Danke
Die Recherche ist mit Sicherheit schnell geschehen
...
Faktencheck fehlt hier schlichtweg, was ich sehr bedauerlich finde.
Meine Beobachtungen bei sämtlicher Nukleartechnik:
Von einer ersten Idee bis zu einem technischen Konzept, von einem technischen Konzept bis zu ersten Versuchsanlagen, von ersten Versuchsanlagen bis zu einem komplett Modellsystem und von kompletten Modellsystemen bis zu etwas mit Praxisnutzen dauert es jeweils mindestens ein volles Jahrzehnt. Wenn nicht der absolute Best-Case eintritt, kann jeder dieser Schritte auch mal auf zwei Jahrzehnte anwachsen und manchmal kann schon ein Bauprojekt selbst so viel Zeit beanspruchen.
Wann immer einem also irgend eine Idee begegnet, von der man, trotz grundsätzlicher Vertrautheit mit der Materie, noch nicht einmal annähernd gehört hat und die binnen fünf Jahren im kommerziellen Einsatz sein soll, kann man somit von purem Scam ausgeben. (5th gen,...)
Wann immer eine schon länge bekannte, aber längst wieder aufgegebene Idee alle Probleme mit der Energiesicherheit lösen, den Klimawandel stoppen oder etwas zu anderen Zielen mit einem Zeithorizont von 2-3 Jahrzehnten beitragen soll, kann man von gnadenloser Schönfärberei mit dem Ziel maximaler Subventionsabschöpfung ausgehen. (basaler MSR, GCC,...)
Einzig Vorschläge, die binnen 10-20 Jahren etwas in großem Maßstab realisieren wollen, was schon mehrfach in Forschung oder Militär erfolgreich umgesetzt wurde, sind häufiger legitim.
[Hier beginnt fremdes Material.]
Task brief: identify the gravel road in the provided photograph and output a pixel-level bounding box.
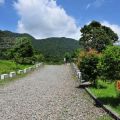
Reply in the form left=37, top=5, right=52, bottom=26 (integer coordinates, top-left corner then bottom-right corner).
left=0, top=65, right=110, bottom=120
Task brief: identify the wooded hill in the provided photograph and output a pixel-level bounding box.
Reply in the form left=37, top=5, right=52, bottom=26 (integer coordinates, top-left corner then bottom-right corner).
left=33, top=37, right=80, bottom=62
left=0, top=31, right=80, bottom=62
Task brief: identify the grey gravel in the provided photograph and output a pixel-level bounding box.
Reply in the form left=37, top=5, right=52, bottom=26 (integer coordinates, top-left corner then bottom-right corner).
left=0, top=65, right=110, bottom=120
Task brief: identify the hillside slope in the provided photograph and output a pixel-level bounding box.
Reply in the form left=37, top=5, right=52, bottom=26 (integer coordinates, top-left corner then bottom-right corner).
left=33, top=37, right=80, bottom=62
left=0, top=30, right=80, bottom=62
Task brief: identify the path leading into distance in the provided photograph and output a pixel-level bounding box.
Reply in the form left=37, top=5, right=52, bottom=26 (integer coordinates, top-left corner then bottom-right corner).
left=0, top=65, right=109, bottom=120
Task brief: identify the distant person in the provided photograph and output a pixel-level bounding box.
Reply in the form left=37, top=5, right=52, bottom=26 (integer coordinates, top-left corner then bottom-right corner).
left=64, top=58, right=66, bottom=64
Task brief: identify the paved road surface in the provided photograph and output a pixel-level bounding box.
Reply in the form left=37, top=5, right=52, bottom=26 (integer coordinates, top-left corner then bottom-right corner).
left=0, top=65, right=109, bottom=120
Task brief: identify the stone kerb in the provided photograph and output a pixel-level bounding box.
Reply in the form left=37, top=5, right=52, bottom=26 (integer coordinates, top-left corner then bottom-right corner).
left=9, top=72, right=16, bottom=78
left=0, top=63, right=43, bottom=80
left=1, top=74, right=9, bottom=80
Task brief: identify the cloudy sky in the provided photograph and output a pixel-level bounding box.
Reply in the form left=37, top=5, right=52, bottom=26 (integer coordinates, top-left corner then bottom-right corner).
left=0, top=0, right=120, bottom=39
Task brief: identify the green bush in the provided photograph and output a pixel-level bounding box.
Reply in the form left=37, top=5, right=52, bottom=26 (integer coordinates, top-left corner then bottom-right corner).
left=98, top=46, right=120, bottom=80
left=79, top=50, right=99, bottom=86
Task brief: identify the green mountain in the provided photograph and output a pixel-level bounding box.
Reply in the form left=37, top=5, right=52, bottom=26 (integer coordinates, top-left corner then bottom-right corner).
left=0, top=30, right=80, bottom=62
left=33, top=37, right=80, bottom=62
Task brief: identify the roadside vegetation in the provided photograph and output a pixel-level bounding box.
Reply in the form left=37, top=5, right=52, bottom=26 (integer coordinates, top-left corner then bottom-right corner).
left=75, top=21, right=120, bottom=114
left=0, top=60, right=31, bottom=74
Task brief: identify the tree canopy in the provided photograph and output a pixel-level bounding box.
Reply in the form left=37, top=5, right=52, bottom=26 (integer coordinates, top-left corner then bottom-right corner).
left=79, top=21, right=118, bottom=52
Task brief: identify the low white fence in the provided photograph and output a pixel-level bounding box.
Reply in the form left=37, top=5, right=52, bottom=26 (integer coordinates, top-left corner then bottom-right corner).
left=0, top=63, right=43, bottom=80
left=71, top=63, right=84, bottom=83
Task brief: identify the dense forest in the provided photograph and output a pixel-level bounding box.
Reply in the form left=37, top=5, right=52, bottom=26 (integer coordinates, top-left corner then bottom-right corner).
left=33, top=37, right=80, bottom=62
left=0, top=31, right=80, bottom=63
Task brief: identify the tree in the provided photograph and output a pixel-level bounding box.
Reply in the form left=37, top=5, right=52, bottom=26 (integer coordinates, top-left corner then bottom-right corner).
left=98, top=46, right=120, bottom=80
left=79, top=50, right=99, bottom=87
left=11, top=37, right=34, bottom=64
left=79, top=21, right=118, bottom=52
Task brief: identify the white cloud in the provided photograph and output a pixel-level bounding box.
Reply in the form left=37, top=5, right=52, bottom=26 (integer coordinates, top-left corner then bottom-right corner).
left=86, top=0, right=105, bottom=9
left=101, top=21, right=120, bottom=39
left=93, top=0, right=105, bottom=7
left=0, top=0, right=5, bottom=4
left=86, top=4, right=91, bottom=9
left=14, top=0, right=80, bottom=39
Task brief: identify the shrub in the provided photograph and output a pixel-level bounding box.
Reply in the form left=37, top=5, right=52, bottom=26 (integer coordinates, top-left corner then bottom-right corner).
left=98, top=46, right=120, bottom=80
left=79, top=50, right=99, bottom=86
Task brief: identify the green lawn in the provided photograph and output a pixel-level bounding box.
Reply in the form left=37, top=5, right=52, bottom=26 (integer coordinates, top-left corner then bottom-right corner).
left=0, top=60, right=30, bottom=74
left=89, top=80, right=120, bottom=114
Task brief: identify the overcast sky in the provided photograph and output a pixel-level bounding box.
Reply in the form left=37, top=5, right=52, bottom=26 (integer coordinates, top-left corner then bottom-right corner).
left=0, top=0, right=120, bottom=39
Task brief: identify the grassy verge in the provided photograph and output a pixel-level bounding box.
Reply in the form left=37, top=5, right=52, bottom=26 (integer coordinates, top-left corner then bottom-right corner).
left=89, top=80, right=120, bottom=114
left=0, top=73, right=30, bottom=86
left=0, top=60, right=31, bottom=86
left=0, top=60, right=30, bottom=74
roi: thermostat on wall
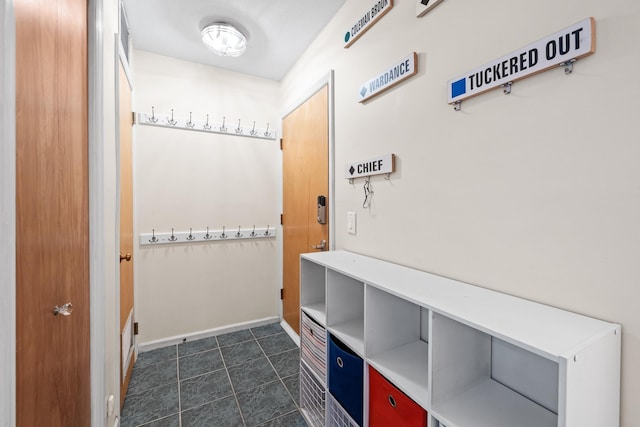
[416,0,442,18]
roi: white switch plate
[347,212,356,234]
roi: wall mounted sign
[447,18,596,104]
[344,154,396,179]
[344,0,393,48]
[358,52,418,102]
[416,0,442,18]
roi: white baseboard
[137,316,280,353]
[280,319,300,347]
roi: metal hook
[362,176,373,209]
[560,58,576,74]
[187,111,196,128]
[169,108,178,126]
[149,107,158,123]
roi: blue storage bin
[329,335,364,426]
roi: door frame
[0,0,107,427]
[278,70,336,328]
[0,0,16,426]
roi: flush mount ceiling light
[202,22,247,56]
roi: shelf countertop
[302,250,619,361]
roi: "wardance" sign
[359,52,418,102]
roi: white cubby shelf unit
[300,251,621,427]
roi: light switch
[347,212,356,234]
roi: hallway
[121,323,306,427]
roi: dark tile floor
[121,323,307,427]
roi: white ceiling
[124,0,345,81]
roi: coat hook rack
[560,58,576,74]
[134,106,276,140]
[169,228,178,242]
[140,225,276,246]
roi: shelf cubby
[301,251,622,427]
[327,270,364,357]
[300,258,327,325]
[365,286,429,408]
[431,314,558,427]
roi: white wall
[281,0,640,427]
[133,51,281,344]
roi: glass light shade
[202,23,247,56]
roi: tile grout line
[249,329,300,421]
[176,344,182,427]
[216,338,250,427]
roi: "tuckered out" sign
[448,18,596,104]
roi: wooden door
[14,0,91,427]
[119,63,134,406]
[282,85,329,334]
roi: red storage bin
[369,366,427,427]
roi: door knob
[311,240,327,251]
[53,302,73,316]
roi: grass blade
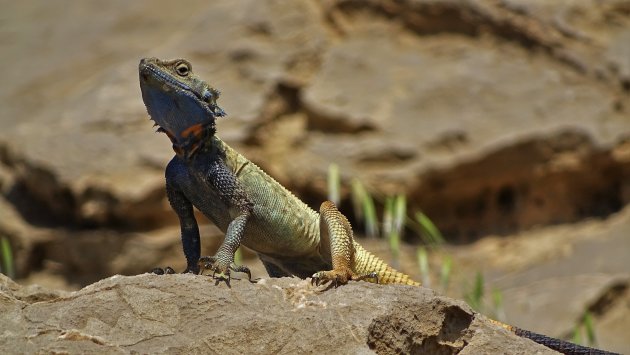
[0,237,15,279]
[416,247,431,287]
[440,255,453,294]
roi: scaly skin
[139,58,620,354]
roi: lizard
[139,58,620,354]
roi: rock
[0,274,555,354]
[0,0,630,234]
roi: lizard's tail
[490,319,616,355]
[352,243,420,286]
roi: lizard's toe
[311,270,353,287]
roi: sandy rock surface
[0,274,555,354]
[0,0,630,353]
Da sollte man dann aber noch mal ganz genau auf Motivation und Kosten-/Nutzenrechnung schauen. (MSR,...)
(Die Auflistung mag vorurteilsbehaftet klingen, hat sich aber in den letzten Jahrzehnten bei jeder einzelnen geprüften Meldung bewährt und entsprechend viel Zeit bei übergangenen gespart. Und kein einziges Mal kam irgendeine davon später mit einem "damn, verpasst" zurück.)
Ich glaube du hast mich nicht verstanden, nach meinem Kenntnisstand geht es bei dem Netzausbau um selbst erzeugten Strom aus Norddeutschland und dem geplanten Windpark in der Ostsee.

du meintest hingegen etwas von Dänemark und Co, das wäre mir in dem Zusammenhang aber neu.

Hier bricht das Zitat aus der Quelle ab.